Energy experts agree that investing in sustainable energy technologies is a must for the United States. But amid a booming global energy market, is it a realistic investment?
That depends on which expert you ask.
"We're in our Sputnik moment" for energy and sustainable innovation, claims Lauren Azar, senior adviser to Steven Chu, the U.S. Secretary of Energy. "If we don't invest in green technologies, we will be left behind. We will be clinging to the past instead of sprinting toward the future. I think that's an unacceptable way for the United States to move forward."
Azar's comments came during a panel discussion about the realities of renewable and green technology investments during Platt's 13th annual Energy Forum, held in New York City on Dec. 1. (Platt's and ENR are both owned by McGraw-Hill.)
"The Dept. of Energy is spending a lot to drive down the cost of green technologies for everybody," Azar said, a strategy designed to drive cost-benefit analyses about investing in these energy sources.
She says the approach could spur developing economies—such as in China and India, which are unburdened by aging energy infrastructure—to build first-generation energy plants that deploy sustainable and green technologies "without the need for subsidies or taxation."

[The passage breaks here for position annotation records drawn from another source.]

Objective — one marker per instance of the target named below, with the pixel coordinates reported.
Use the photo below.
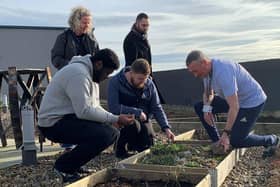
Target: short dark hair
(108, 57)
(193, 56)
(141, 16)
(141, 66)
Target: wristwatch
(228, 132)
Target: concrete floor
(10, 155)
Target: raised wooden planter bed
(140, 177)
(130, 171)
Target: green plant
(161, 149)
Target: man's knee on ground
(236, 141)
(198, 107)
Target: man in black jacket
(136, 45)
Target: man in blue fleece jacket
(132, 92)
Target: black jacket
(65, 47)
(136, 46)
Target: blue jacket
(124, 98)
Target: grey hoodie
(72, 91)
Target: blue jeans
(244, 123)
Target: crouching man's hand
(169, 134)
(124, 119)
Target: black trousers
(135, 137)
(90, 139)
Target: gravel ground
(252, 170)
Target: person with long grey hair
(76, 40)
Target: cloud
(241, 30)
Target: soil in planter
(182, 155)
(116, 182)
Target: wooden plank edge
(96, 178)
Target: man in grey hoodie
(70, 112)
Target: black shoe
(123, 155)
(84, 170)
(271, 150)
(68, 177)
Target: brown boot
(217, 149)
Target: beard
(138, 86)
(96, 75)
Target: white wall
(26, 47)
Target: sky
(239, 30)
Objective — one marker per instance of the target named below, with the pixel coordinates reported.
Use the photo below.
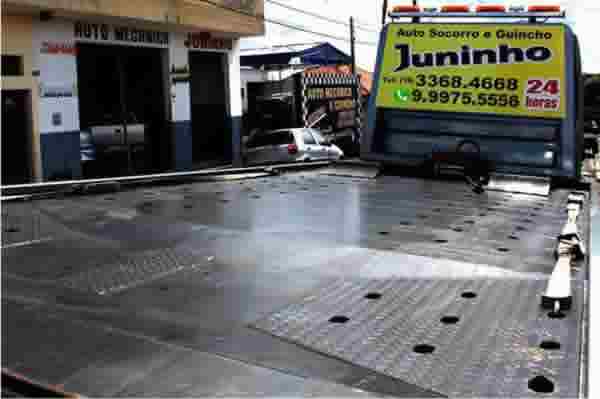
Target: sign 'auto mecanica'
(483, 68)
(105, 32)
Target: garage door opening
(15, 136)
(122, 105)
(211, 130)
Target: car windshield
(318, 136)
(271, 139)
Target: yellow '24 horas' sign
(505, 69)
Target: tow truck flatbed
(161, 290)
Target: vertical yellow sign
(505, 69)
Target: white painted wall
(180, 91)
(250, 75)
(56, 70)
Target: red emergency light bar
(534, 13)
(455, 8)
(406, 8)
(544, 8)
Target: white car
(289, 145)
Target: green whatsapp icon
(402, 95)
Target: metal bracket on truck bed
(519, 184)
(367, 170)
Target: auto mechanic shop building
(153, 84)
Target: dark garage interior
(15, 128)
(211, 137)
(121, 94)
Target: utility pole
(352, 45)
(356, 81)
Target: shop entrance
(122, 104)
(211, 130)
(15, 136)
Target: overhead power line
(284, 24)
(318, 16)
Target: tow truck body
(345, 279)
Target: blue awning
(318, 54)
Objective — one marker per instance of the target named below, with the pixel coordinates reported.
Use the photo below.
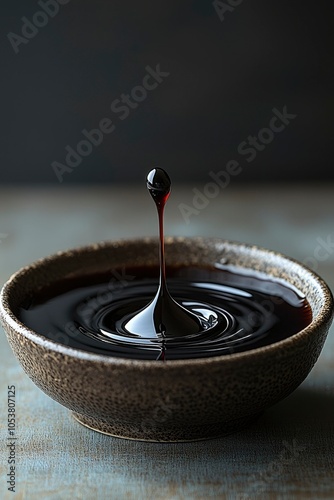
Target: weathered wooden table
(287, 453)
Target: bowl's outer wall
(171, 400)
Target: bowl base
(165, 435)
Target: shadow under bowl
(177, 400)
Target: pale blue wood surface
(287, 453)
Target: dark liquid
(92, 313)
(209, 311)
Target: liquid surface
(237, 312)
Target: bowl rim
(7, 317)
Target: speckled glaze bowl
(176, 400)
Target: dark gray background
(225, 79)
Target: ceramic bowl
(177, 400)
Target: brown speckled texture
(175, 400)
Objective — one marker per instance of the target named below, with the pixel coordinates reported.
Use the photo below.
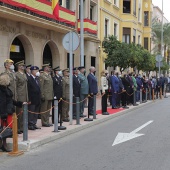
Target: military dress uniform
(46, 86)
(22, 93)
(27, 74)
(66, 93)
(12, 85)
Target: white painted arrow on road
(123, 137)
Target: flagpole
(161, 38)
(81, 33)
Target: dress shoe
(46, 125)
(114, 108)
(31, 127)
(5, 149)
(36, 127)
(83, 116)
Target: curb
(29, 145)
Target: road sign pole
(161, 39)
(71, 76)
(159, 69)
(82, 33)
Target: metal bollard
(61, 127)
(88, 118)
(94, 110)
(160, 93)
(25, 123)
(165, 89)
(55, 116)
(140, 96)
(150, 97)
(153, 94)
(146, 96)
(134, 98)
(77, 111)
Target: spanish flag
(55, 7)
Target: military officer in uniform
(83, 90)
(46, 86)
(9, 69)
(58, 89)
(27, 71)
(22, 91)
(65, 106)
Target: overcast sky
(166, 7)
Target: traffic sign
(159, 58)
(71, 39)
(71, 42)
(157, 64)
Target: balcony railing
(90, 26)
(42, 9)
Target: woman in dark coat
(6, 106)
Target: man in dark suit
(34, 95)
(115, 89)
(28, 71)
(76, 89)
(121, 89)
(93, 89)
(58, 90)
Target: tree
(118, 53)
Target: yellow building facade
(128, 20)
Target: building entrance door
(17, 52)
(47, 55)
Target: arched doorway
(51, 54)
(17, 52)
(21, 49)
(47, 55)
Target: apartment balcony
(38, 13)
(90, 29)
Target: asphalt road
(92, 149)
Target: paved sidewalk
(45, 134)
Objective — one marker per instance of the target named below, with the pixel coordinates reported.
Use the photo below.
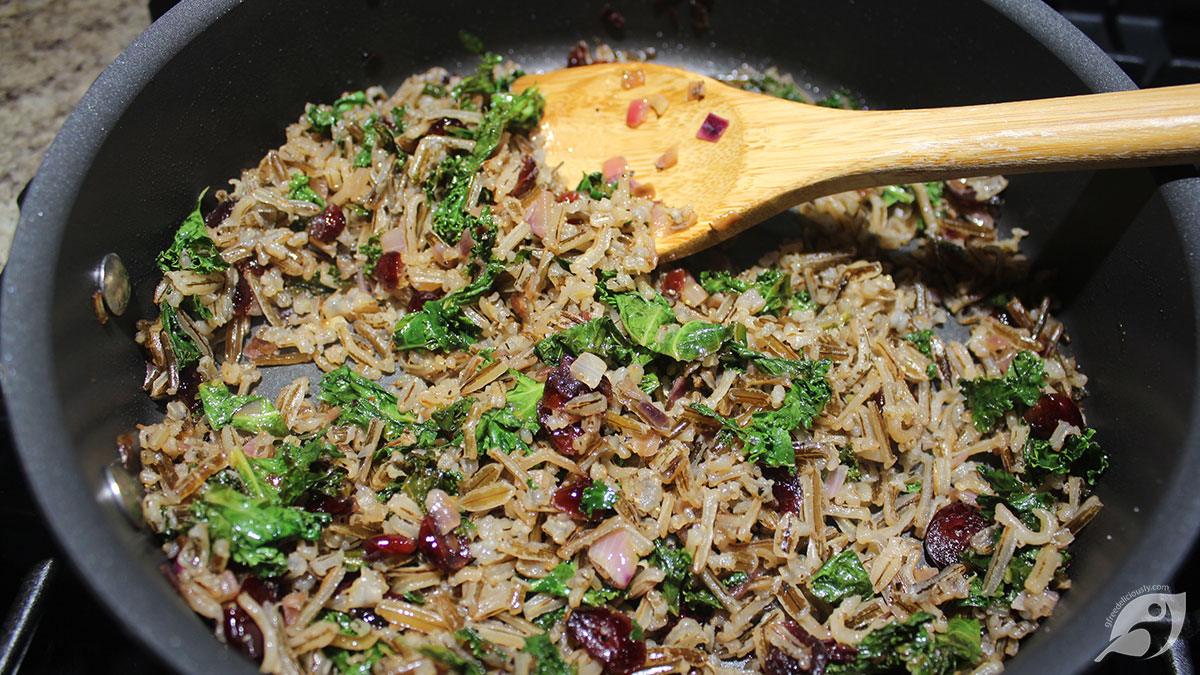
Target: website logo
(1140, 611)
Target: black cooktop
(1155, 41)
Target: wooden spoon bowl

Not so, countered Peter Huber, a senior fellow at the Manhattan Institute think tank. "I think that it's absolutely fanciful and preposterous to think that either India and China or most of the developing world—which controls access to almost all the easily accessible oil, coal, substantial factions of gas and [other sources]"—will be going green anytime soon, he told attendees. "It just isn't happening in China or India today. China is delighted to sell cheap solar cells to Germany just as Europe used to be delighted to sell opium to China [a century ago]," he said to audience laughter, but that doesn't mean China is investing in green.
He questioned whether green technologies are realistic or sustainable without government support, subsidies or "crony capitalism," referring to solar-cell maker Solyndra, which has come under fire for how it received DOE loans of about $500 million before it filed for bankruptcy protection last fall.
Huber questioned whether a green economy can be inspired by private investors and electric utilities, rather than just government mandates.
Tight Oil Supply
"We need to be realistic" about China's and India's search for cheap sources of energy production and support for investments in green technologies, said José Sergio Gabrielli de Azevedo, president and CEO of Petrobras, Brazil's state-run energy company, during a keynote address at the Platt's forum. He touched on key energy trends for 2012 and beyond.
"[Right now] fossil fuels are integral to our daily lives, and all expectations and projections point to the fact that they will still play a key role as a primary energy source over the next decades," Gabrielli said. However, markets need to adjust to the trends.
"The era of cheap oil is over," he continued. "Make no mistake: oil supply will face a lot of headwinds. And this will be especially true for non-conventional sources, such as tar sands, shale oil and shale gas, which are regarded by many as less environmentally friendly than conventional oil."
But higher demand for oil products will help develop alternative energies, which he expects to help support green technologies. "Renewable sources are increasingly seen as a vital element for building up a sustainable future," said Gabrielli.
The debate and outlook comes during a booming natural-gas market in the U.S. According to the U.S. Energy Information Administration, shale-gas extraction and production is expected to grow almost fourfold through 2035.
As for how long these trends might slow investment in green technologies, the debate rages on. Says Azar, "We're putting a lot of R&D into efforts that will transform our economy. It takes a lot of time to chip away at energy issues."